DX: Obviously you’re in a new label situation this time around…
Yung Joc: No I’m not. Where did you get that info from? I’m not on a new label.
DX: The assumption is that you moved from Bad Boy to RCA.
Yung Joc: Yeah, but we can’t call it new anymore. I’ve been signed over here at RCA for almost four years. When I left Bad Boy, that’s where I went. So I’ve been over here. I guess it’s new from Bad Boy, but I thought you meant new like I just did a new deal or something. I can’t even call it a new deal.
DX: Fair enough. Between four years at RCA combined with the time on Bad Boy, what is the biggest lesson you’ve learned both musically and on the business side?

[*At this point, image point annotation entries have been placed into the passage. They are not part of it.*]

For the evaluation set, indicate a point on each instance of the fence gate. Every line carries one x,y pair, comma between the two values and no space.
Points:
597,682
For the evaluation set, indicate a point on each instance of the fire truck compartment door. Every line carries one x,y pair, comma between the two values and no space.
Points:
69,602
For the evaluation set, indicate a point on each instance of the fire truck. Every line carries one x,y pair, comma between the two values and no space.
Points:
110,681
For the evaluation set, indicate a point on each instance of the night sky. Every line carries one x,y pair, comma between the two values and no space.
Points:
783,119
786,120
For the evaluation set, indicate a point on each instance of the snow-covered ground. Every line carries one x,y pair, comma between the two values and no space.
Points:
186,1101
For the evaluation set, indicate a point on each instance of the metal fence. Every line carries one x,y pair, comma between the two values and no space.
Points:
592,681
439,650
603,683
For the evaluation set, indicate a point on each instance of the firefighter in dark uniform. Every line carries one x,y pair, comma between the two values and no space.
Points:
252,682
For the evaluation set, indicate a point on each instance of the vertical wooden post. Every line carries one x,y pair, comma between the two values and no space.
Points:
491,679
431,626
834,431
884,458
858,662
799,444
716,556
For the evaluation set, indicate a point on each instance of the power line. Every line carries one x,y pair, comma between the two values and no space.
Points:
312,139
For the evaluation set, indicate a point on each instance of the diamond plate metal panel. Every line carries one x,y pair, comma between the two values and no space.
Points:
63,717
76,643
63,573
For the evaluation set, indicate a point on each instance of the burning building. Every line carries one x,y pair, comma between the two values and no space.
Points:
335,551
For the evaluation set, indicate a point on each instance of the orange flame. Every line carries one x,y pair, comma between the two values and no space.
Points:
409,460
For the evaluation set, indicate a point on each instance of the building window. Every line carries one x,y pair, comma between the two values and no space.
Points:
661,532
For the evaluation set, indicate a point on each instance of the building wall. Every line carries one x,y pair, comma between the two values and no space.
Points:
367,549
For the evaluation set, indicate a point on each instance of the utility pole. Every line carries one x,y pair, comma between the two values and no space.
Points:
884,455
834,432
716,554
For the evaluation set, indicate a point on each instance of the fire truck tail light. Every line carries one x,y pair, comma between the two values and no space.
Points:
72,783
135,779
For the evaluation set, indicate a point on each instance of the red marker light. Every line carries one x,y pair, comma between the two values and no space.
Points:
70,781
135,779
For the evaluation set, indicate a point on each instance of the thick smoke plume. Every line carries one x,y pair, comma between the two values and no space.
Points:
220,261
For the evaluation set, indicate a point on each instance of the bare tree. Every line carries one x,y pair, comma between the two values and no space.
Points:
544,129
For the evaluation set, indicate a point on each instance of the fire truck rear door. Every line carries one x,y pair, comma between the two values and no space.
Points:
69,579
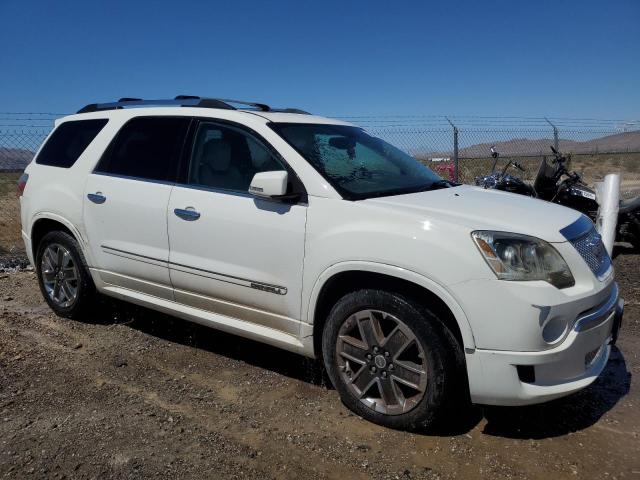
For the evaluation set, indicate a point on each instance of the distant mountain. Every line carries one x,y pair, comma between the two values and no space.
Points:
14,158
620,142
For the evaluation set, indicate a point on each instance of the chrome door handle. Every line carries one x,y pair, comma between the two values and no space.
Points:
97,197
188,214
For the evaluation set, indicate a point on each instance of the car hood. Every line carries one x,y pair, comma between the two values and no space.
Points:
474,208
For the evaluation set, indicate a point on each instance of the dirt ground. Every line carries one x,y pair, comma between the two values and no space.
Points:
136,394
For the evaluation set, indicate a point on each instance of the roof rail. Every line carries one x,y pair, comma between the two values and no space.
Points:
183,101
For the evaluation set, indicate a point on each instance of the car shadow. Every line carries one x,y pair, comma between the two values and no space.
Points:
556,418
624,249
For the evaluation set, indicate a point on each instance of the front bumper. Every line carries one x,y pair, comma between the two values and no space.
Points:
498,377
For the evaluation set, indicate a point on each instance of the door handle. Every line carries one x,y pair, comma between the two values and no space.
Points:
188,214
97,197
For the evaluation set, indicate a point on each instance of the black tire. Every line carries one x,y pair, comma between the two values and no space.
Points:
86,290
445,375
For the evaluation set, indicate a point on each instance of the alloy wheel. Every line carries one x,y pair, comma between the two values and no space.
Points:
381,361
60,275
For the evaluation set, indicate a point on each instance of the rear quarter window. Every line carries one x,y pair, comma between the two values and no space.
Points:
68,141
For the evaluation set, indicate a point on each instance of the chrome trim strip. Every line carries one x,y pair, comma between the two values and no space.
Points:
577,229
600,314
243,282
137,179
132,254
267,287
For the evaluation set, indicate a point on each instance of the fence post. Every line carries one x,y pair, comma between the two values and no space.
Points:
455,150
555,133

Yung Joc: You just gotta keep up with the times, man. And while you’re keeping up with the times, you have to think ahead of the times. These kids be on some other shit. They don’t have the same responsibilities you have. Their mind often has the chance to wander and be lost in any world…imagination. They can do all kinds of shit. They ain’t dealing with paying health insurance, life insurance, taxes, a mortgage, car note and day care. The average kid is thinking about their clothes and a cell phone bill. They’re not dealing with the same shit. So they’re constantly trying to hit the refresh button and be new with the latest.
As an adult, it’s a little different. We live in this world, but we’re constantly dealing with the everyday, real life struggle of adulthood. So I learned that you gotta stay close to these kids. They’re gonna keep you young, keep you in the know and keep that light on you.
I’ve also learned to create allies. It’s the only way to be successful, because you can’t stand alone. People try to say, “Oh, I can do this on my own.” No you can’t. It’s not possible. It’s too many people that have to be touched and connected, so it’s hard for you to do it by yourself. It’s cause and effect, man. You gotta build a foundation and create strong allies.